The pith is that the question must be answered in accordance with the level of development of the student. I’ll supply that answer in four steps:

Step 1–Ignorance: Take the ordinary dualistic view according to which there remains a dichotomy between Brahman and the world, between the individual self and an external world.

Step 2No Manifestation: When one is absorbed in samadhi, one know directly that there are no objective experiences and there is no separate subject of experience. There’s only Brahman Self and one is THAT. From this “point of view,” then, the question cannot arise.

Step 3Apparent Manifestation: Coming out of samadhi, the adept may formulate the teaching so that it accords with a maya theory: all appearances are appearances only inasmuch as they are colored by “names and forms.” Their essence–their fundamental substance–is Brahman. The best illustration draws from the snake-rope analogy: the snake is an appearance only, the rope always being the case.

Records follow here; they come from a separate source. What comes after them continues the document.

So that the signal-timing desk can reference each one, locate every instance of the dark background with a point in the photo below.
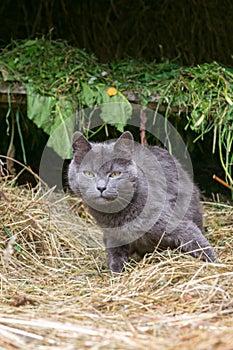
(192, 31)
(189, 32)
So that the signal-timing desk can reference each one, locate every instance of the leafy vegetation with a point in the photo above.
(61, 79)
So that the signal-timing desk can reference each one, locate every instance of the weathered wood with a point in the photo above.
(18, 96)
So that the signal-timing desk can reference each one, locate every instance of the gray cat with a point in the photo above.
(141, 197)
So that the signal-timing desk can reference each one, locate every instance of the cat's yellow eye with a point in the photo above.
(88, 173)
(115, 174)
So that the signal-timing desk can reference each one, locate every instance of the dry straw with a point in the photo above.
(57, 293)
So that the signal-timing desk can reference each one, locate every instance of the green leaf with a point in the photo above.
(39, 109)
(62, 129)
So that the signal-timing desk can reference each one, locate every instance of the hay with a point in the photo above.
(57, 293)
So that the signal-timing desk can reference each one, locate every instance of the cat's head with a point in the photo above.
(104, 174)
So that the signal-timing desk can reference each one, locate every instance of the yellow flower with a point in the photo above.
(112, 92)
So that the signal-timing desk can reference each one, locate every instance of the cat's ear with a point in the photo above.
(80, 146)
(125, 144)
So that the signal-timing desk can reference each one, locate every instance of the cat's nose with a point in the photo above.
(101, 185)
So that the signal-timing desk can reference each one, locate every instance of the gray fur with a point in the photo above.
(153, 203)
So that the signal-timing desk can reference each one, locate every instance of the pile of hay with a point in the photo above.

Step 4–Real Manifestation: One, you might say, goes beyond the maya theory to formulate a revelation, or real manifestation, view: One really feels that “all this,” verily, is Brahman. This is Consciousness consciousness-ing. The experience, indeed, is that of universal, abiding love.

The answer given is intended to accord with “where the student is at.” Therefore, there is no contradiction between, e.g., Steps 3 and 4. One must remember that Indian thought is upaya or upadesa before it is, sensu stricto, metaphysical.